Even when a causative mutation is not sequenced using currently available exome capture assays, mapping information from nearby SNPs will likely be sufficient to identify a genomic interval containing the causal mutation. In such cases, subsequent characterization and sequencing experiments of the mapped region will be required, as shown in the current study. Although we did not directly identify the causative mutation, the location information provided by our SNP analysis was sufficient to identify the linked deletion associated with the mutant phenotype.

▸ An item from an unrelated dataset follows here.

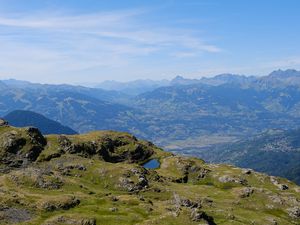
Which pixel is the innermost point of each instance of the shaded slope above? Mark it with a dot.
(23, 118)
(97, 179)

One advantage of working with relatively recently formed polyploid species is their tolerance of high levels of mutations (average 2705 and 5351 mutations per individual in the exomes of tetraploid and hexaploid wheat, respectively (Krasileva et al. 2017)), providing a large number of markers to delimit the candidate region in populations generated from crosses between induced mutants and the original non-mutagenized line.

In addition to exome capture, other complexity reduction strategies have been applied to map mutations in crop species. In maize, natural and induced causal variants in glossy3 and glossy13 genes were mapped using markers derived from RNAseq data in an approach known as Bulked Segregant RNA-seq (BSR-Seq) (Liu et al. 2012; Trick et al. 2012; Li et al. 2013; Ramirez-Gonzalez et al. 2015). In this approach, sequencing costs are similarly reduced by focusing on the expressed portion of the genome and expression data can aid subsequent candidate gene validation and characterization. However, BSR-seq also has limitations because it is only possible to detect variants that fall within genes expressed in the tissues and developmental stages/environments selected for the experiment.

Alternatively, when prior knowledge of the nature of the mutation and multiple independent mutant alleles are available, highly targeted enrichment strategies can be used. One example is R-gene enrichment sequencing (‘MutRenSeq’), whereby a capture assay including only genes that encode nucleotide binding and leucine-rich repeat (NLRs) proteins was used to clone two stem rust resistance genes, Sr22 and Sr45, from an EMS-induced mutant population (Steuernagel et al. 2016). In a separate study, the Pm2 gene for powdery mildew resistance was cloned in hexaploid wheat by sequencing a single flow-sorted chromosome known to harbor the resistant locus (‘MutChromSeq’) (Sánchez-Martín et al. 2016). For most general applications in wheat where such a priori knowledge is not available, mapping-by-exome-sequencing is likely to be cost-effective. However, if the current trend of falling sequencing costs continues, whole genome resequencing may soon become feasible even for large genome species such as wheat.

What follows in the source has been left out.